- Born: 12 May 1917 Warsaw, Kingdom of Poland
- Died: 16 August 2012 (aged 95) Wynnewood, Pennsylvania, U.S.
- Citizenship: Poland, United States
- Known for: Leader in the field of Cytopathology
- Spouse: Hilary Koprowski (m. 1938; 2 children)
- Awards: Papanikolaou Award(1985)
- Scientific career
- Fields: Cytopathology

= Irena Koprowska =

Polish pathologist (1917-2012)

Irena Koprowska, née Grasberg (May 12, 1917 - August 16, 2012) was a Polish pathologist and a leader in the field of cytopathology. She co-authored with Dr. Georgios Papanikolaou the earliest case report of lung cancer identified from a sputum smear.

She was the first woman to be named a full professor at Hahnemann Medical College and worked as the director of the School of Cytotechnology. She was director of the cytology lab at Temple University Hospital and professor of pathology at Temple University Medical School from 1970 to 1987. She received the Papanicolaou Award from the American Society of Cytopathology in 1985.

==Early life and education==
She was born Irena Grasberg May 12, 1917, in Warsaw, Poland, to Eugenia and Henryk Grasberg. She was educated by private tutors and began taking classes at the Popielewska Roszkowska Gymnasium in 1926.

She met Hilary Koprowski while studying at University of Warsaw Medical School and they were married in secret in 1938. They both graduated from medical school, in 1939. She and her husband fled Poland during her pregnancy due to the invasion of Poland. She lived in Rome, Italy, for a short time with her in-laws, and then moved to Paris, France. In 1940, she completed her medical internship at Villejuif Lunatic Asylum in Seine, France.

==Career==
They moved to Rio de Janeiro, Brazil, when her husband found work there. From 1942 to 1944, she worked as an assistant pathologist at the City Hospital Miguel Cuoto. She conducted over 400 autopsies and reported her findings in Latin to a translator as she was not fluent in the Portuguese language spoken in Brazil.
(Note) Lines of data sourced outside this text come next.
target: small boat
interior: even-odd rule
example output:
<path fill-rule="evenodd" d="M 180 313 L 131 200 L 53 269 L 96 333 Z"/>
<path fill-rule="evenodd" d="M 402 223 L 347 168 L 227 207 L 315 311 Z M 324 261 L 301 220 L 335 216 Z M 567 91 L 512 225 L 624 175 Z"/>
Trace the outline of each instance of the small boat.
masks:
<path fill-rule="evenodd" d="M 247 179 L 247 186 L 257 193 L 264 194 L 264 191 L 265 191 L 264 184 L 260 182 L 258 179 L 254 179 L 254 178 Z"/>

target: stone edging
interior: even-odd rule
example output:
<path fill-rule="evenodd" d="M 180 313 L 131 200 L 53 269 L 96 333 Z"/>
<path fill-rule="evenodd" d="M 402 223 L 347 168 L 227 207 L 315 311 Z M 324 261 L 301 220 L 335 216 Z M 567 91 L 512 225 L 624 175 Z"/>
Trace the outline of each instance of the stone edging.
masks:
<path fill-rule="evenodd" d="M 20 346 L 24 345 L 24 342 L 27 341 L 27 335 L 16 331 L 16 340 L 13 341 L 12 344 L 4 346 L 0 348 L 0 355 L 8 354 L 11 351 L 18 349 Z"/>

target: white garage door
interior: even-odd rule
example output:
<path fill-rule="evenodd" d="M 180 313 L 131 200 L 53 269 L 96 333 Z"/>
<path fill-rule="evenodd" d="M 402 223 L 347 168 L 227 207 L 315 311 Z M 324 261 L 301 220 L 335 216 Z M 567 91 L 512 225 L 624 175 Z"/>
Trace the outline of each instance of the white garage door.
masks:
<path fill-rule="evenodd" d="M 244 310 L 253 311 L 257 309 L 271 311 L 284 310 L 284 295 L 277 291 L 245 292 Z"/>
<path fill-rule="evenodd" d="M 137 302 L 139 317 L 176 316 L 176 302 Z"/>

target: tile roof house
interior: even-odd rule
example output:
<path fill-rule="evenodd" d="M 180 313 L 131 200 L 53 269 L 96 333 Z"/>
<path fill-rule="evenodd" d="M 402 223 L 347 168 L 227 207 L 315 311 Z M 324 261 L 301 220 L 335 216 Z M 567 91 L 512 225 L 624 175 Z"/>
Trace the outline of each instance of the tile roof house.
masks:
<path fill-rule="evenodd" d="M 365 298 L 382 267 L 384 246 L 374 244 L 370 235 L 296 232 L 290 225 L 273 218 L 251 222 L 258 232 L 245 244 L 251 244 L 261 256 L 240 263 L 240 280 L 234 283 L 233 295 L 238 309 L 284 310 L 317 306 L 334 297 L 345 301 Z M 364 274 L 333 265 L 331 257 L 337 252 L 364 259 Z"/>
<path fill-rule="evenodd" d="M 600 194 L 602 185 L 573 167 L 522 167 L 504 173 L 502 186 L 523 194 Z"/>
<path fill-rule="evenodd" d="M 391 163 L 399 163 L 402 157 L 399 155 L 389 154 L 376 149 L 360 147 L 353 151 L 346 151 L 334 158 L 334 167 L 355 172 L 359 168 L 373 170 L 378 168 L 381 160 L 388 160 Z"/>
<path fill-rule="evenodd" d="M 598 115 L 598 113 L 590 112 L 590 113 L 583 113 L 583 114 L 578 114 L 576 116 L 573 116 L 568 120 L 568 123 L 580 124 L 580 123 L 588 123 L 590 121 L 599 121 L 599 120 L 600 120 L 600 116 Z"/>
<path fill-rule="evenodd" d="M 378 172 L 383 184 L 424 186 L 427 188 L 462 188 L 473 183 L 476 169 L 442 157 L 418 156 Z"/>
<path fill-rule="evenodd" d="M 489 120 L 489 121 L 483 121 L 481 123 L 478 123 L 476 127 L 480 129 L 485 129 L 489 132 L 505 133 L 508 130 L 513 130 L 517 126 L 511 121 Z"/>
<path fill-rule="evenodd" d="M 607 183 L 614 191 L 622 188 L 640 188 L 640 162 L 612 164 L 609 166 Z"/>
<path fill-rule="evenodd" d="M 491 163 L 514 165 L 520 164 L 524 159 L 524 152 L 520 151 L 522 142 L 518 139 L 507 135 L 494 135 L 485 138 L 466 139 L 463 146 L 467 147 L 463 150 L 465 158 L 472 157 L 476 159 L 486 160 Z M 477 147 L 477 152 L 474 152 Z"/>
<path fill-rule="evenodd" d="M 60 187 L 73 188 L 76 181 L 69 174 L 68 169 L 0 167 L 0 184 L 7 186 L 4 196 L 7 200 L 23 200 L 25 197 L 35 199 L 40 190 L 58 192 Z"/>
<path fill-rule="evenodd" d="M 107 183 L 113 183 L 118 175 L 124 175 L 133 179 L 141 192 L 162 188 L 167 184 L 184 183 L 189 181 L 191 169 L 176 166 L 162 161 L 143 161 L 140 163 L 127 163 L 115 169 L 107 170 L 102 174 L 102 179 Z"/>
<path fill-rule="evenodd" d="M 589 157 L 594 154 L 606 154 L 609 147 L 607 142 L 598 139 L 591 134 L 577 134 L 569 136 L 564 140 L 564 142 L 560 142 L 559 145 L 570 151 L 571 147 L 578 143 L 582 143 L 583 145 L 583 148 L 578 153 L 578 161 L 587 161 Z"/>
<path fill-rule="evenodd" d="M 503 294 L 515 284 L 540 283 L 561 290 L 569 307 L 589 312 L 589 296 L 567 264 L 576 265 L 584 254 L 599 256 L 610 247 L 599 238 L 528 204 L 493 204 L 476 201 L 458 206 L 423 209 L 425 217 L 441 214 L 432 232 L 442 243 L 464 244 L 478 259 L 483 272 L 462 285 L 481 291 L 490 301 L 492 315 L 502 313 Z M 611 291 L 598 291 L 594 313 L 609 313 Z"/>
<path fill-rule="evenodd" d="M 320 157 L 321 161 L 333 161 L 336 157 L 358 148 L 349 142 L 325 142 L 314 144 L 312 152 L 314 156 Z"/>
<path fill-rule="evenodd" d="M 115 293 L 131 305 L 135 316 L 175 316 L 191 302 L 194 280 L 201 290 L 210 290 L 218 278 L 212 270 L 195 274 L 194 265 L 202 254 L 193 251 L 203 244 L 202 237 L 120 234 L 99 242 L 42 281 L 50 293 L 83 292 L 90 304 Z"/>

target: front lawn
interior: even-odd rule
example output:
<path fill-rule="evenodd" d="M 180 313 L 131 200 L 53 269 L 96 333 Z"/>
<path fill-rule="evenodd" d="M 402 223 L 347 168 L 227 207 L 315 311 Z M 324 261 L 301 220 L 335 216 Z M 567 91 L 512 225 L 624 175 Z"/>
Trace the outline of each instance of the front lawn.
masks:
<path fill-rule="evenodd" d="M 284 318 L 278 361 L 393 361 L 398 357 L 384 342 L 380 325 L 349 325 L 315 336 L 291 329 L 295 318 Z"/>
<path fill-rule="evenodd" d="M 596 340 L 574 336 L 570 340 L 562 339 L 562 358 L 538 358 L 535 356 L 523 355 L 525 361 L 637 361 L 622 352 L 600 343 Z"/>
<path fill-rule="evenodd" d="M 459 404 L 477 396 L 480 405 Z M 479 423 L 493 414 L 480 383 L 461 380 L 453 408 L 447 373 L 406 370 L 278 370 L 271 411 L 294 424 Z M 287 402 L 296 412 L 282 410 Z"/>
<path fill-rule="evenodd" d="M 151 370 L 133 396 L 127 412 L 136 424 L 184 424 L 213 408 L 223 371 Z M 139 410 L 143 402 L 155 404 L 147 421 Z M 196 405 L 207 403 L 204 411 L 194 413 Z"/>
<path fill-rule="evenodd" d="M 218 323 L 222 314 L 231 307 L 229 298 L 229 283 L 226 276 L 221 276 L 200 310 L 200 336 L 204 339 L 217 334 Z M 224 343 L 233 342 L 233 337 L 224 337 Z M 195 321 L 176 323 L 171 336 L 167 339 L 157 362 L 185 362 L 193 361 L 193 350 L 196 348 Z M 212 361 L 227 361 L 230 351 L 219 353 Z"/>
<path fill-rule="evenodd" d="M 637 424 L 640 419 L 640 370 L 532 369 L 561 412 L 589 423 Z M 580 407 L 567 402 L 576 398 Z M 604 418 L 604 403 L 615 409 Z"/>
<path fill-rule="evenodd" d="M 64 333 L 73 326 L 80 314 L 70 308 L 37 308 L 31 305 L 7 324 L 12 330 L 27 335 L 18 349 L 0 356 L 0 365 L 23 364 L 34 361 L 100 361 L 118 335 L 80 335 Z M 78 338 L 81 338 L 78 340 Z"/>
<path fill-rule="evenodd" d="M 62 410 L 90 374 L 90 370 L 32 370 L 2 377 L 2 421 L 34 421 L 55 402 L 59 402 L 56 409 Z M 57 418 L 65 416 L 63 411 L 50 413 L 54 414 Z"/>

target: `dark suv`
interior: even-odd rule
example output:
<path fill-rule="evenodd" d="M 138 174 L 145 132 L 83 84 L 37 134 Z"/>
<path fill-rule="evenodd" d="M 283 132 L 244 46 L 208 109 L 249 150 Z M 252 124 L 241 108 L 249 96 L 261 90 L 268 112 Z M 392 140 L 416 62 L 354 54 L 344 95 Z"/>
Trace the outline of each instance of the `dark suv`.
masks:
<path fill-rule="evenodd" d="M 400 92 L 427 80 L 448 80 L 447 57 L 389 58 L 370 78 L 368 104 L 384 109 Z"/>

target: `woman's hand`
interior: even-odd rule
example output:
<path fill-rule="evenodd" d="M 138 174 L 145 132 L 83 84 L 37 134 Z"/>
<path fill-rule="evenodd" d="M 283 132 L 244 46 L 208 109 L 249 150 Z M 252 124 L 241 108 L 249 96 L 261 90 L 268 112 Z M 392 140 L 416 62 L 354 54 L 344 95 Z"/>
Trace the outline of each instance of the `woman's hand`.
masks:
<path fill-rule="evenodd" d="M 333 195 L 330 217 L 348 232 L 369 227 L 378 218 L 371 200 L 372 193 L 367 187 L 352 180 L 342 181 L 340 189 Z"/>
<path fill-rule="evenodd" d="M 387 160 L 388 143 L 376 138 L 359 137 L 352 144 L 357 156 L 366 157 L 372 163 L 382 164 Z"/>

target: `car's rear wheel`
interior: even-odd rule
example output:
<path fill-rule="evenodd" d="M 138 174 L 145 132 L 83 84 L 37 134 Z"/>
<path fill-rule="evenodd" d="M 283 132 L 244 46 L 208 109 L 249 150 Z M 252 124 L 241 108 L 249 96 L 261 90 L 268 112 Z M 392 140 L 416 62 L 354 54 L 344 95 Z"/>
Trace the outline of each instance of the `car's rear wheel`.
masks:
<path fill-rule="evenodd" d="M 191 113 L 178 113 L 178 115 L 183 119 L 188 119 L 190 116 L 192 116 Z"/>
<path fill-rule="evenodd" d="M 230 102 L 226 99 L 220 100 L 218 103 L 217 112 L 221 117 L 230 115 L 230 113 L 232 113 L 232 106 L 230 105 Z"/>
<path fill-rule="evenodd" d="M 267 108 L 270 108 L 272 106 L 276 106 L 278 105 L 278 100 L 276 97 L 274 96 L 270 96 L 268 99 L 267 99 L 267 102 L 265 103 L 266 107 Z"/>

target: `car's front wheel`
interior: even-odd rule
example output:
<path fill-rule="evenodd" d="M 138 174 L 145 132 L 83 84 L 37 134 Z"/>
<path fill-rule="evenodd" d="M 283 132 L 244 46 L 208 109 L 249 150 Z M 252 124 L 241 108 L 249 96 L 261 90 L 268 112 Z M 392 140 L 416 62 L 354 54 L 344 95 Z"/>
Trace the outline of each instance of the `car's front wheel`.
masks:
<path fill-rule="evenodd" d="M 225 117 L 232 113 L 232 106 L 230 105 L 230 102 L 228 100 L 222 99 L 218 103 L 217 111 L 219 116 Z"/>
In 1944, she moved with her husband to New York City to help further his research career.

She worked as a volunteer assistant in the pathology department of Cornell Medical Center. She obtained her pathology credentials and eventually worked in a paid position. She worked as a research fellow to Georgios Papanikolaou and he became her mentor. She became a well respected researcher focused on early detection of cancer of the cervix, lung, and uterus. Koprowska and Papanikolaou co-authored the earliest case report of lung cancer identified from a sputum smear.

In 1957, she moved with her family to Philadelphia. She was the first woman to be made a full professor at Hahnemann Medical College in 1964 and worked as the director of the School of Cytotechnology. She was director of the cytology lab at Temple University Hospital and professor of pathology at Temple University Medical School from 1970 to 1987.

Koprowska was a founding member of the Inter Society Council of Cytology, which became the American Society of Cytopathology.

She published over 100 scientific articles and received the Papanicolaou Award from the American Society of Cytopathology in 1985. She consulted for 30 years with the Armed Forces Institute of Pathology and the World Health Organization.

She published her autobiography, A Woman Wanders Through Life and Science, in 1997.

She died August 16, 2012, at her home in Wynnewood, Pennsylvania, and was interred at West Laurel Hill Cemetery in Bala Cynwyd, Pennsylvania.